Ovarian cancer has the highest mortality rate of all gynaecological cancers. Of the 44,000 women diagnosed each year in the European Union many will have advanced disease that will return after initial treatment. When treating recurrent ovarian cancer, the time between receiving the last dose of platinum-based chemotherapy and disease recurrence is used to help determine the choice of chemotherapy used in the next line of treatment. Patients are said to have ‘platinum-resistant’ disease if their disease worsens between one and six months following completion of their platinum-based chemotherapy, and ‘platinum-sensitive’ disease if it worsens more than six months after. A quarter of those who relapse after initial treatment, over 10,000 women a year in the European Union, will have platinum-resistant cancer, the most difficult to treat form of the disease.

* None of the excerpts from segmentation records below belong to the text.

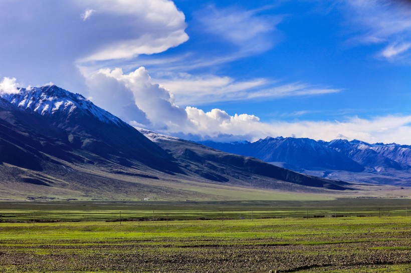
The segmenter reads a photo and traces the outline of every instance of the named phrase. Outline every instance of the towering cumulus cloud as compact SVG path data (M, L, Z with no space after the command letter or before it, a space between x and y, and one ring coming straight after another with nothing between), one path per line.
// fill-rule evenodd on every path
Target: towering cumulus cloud
M19 84L16 82L16 78L5 77L0 82L0 94L16 94L19 92Z

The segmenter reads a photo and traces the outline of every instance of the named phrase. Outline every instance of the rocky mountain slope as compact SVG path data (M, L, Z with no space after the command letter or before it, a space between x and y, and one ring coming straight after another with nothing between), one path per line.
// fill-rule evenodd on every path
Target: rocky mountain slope
M270 190L351 188L153 134L151 141L81 95L55 86L4 95L0 198L221 200L246 188L267 198Z
M353 140L267 138L255 142L200 143L331 179L411 184L411 146Z

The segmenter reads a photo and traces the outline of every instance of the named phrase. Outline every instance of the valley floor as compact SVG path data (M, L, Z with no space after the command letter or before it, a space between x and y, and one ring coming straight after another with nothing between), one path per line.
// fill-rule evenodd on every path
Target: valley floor
M0 272L409 272L410 200L379 201L0 203Z

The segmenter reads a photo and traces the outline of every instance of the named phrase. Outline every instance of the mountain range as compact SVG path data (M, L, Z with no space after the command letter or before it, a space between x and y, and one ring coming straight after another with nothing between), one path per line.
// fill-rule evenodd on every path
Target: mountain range
M0 198L269 199L354 191L346 182L139 130L56 86L3 94Z
M356 140L271 138L251 142L200 143L299 172L346 181L411 184L411 146Z

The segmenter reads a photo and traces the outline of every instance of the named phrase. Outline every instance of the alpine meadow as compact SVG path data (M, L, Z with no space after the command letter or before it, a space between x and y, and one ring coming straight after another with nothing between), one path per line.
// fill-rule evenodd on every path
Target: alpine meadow
M411 2L0 1L0 272L411 272Z

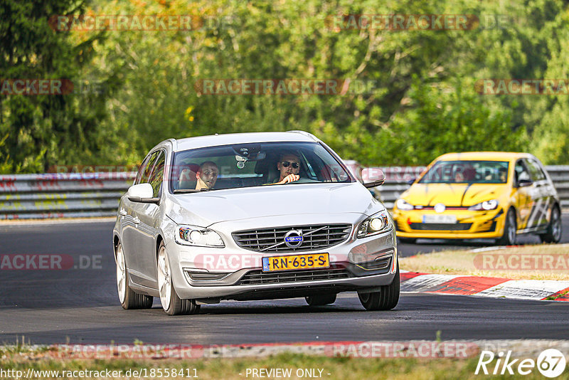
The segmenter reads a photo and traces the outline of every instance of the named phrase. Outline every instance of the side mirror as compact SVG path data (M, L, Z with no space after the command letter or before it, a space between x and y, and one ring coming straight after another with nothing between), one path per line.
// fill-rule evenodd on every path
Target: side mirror
M533 184L533 181L531 179L520 179L518 181L518 187L527 187Z
M383 174L383 171L381 169L376 169L373 171L373 176L368 174L368 179L371 179L372 181L371 182L363 183L363 186L367 189L376 187L376 186L381 186L385 181L385 174Z
M131 202L160 204L159 198L153 198L154 191L150 184L139 184L129 188L127 196Z

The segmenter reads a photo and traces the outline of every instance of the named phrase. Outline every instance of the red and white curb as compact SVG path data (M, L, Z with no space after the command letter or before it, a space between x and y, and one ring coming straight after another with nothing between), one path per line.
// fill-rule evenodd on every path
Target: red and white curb
M400 278L402 292L569 301L569 281L430 275L404 270Z

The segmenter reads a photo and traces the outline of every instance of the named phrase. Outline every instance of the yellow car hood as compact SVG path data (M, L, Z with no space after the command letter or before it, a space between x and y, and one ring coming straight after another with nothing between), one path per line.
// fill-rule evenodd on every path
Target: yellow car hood
M413 205L472 206L503 196L506 184L415 184L401 198Z

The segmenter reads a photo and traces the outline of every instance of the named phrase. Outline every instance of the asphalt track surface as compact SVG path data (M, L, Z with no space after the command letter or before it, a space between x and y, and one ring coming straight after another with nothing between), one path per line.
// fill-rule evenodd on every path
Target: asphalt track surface
M563 224L567 243L568 214ZM298 298L226 301L202 305L198 315L169 317L155 299L152 309L123 310L117 296L112 228L108 221L0 225L0 255L69 255L73 260L65 270L0 270L0 343L14 344L22 336L32 344L434 340L437 331L443 340L569 339L566 302L457 295L402 293L397 307L388 312L365 311L355 293L341 293L333 305L317 307ZM401 245L400 250L408 255L418 248L485 245L420 241Z

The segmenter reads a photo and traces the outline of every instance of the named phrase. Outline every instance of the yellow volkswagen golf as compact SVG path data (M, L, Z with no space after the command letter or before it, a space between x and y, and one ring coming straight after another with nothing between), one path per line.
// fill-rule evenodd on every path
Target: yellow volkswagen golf
M541 163L527 153L449 153L433 161L393 208L402 242L418 238L494 238L535 233L561 238L561 209Z

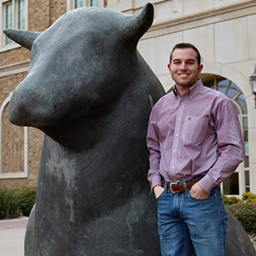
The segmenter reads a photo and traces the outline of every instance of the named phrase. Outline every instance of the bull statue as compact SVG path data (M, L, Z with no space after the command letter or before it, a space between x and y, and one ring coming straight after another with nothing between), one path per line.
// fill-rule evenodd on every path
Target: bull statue
M81 8L43 32L4 31L32 50L9 120L45 133L26 256L160 255L145 137L165 92L137 50L153 18L151 3ZM250 255L236 230L228 255Z

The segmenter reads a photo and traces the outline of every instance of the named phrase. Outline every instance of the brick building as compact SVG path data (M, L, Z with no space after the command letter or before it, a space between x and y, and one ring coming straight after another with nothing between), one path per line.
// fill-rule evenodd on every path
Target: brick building
M148 1L131 0L0 0L1 31L47 29L74 8L100 6L131 15ZM246 160L224 182L226 195L256 193L256 108L249 78L256 62L256 2L253 0L154 0L154 20L138 49L165 90L173 85L166 68L169 54L178 42L194 44L202 55L201 79L206 86L221 90L237 107ZM37 129L16 127L7 119L9 94L26 77L27 49L0 33L0 184L36 185L43 134Z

This approval will enable the use of Avastin in combination with paclitaxel, topotecan, or pegylated liposomal doxorubicin for the treatment of women with platinum-resistant recurrent epithelial ovarian, fallopian tube, or primary peritoneal cancer who received no more than two prior chemotherapy regimens and who have not received prior therapy with Avastin or other VEGF inhibitors or VEGF receptor–targeted agents.

AURELIA is the fourth phase III study of Avastin in ovarian cancer to show that adding Avastin to chemotherapy significantly increased the time women with ovarian cancer lived without their disease worsening. In 2011, Avastin was approved in the EU as a front-line treatment for advanced ovarian cancer based on the pivotal GOG 0128 and ICON7 phase III studies. In 2012, Avastin was approved in the EU as a treatment for recurrent, platinum-sensitive ovarian cancer based on the results of the pivotal phase III OCEANS study.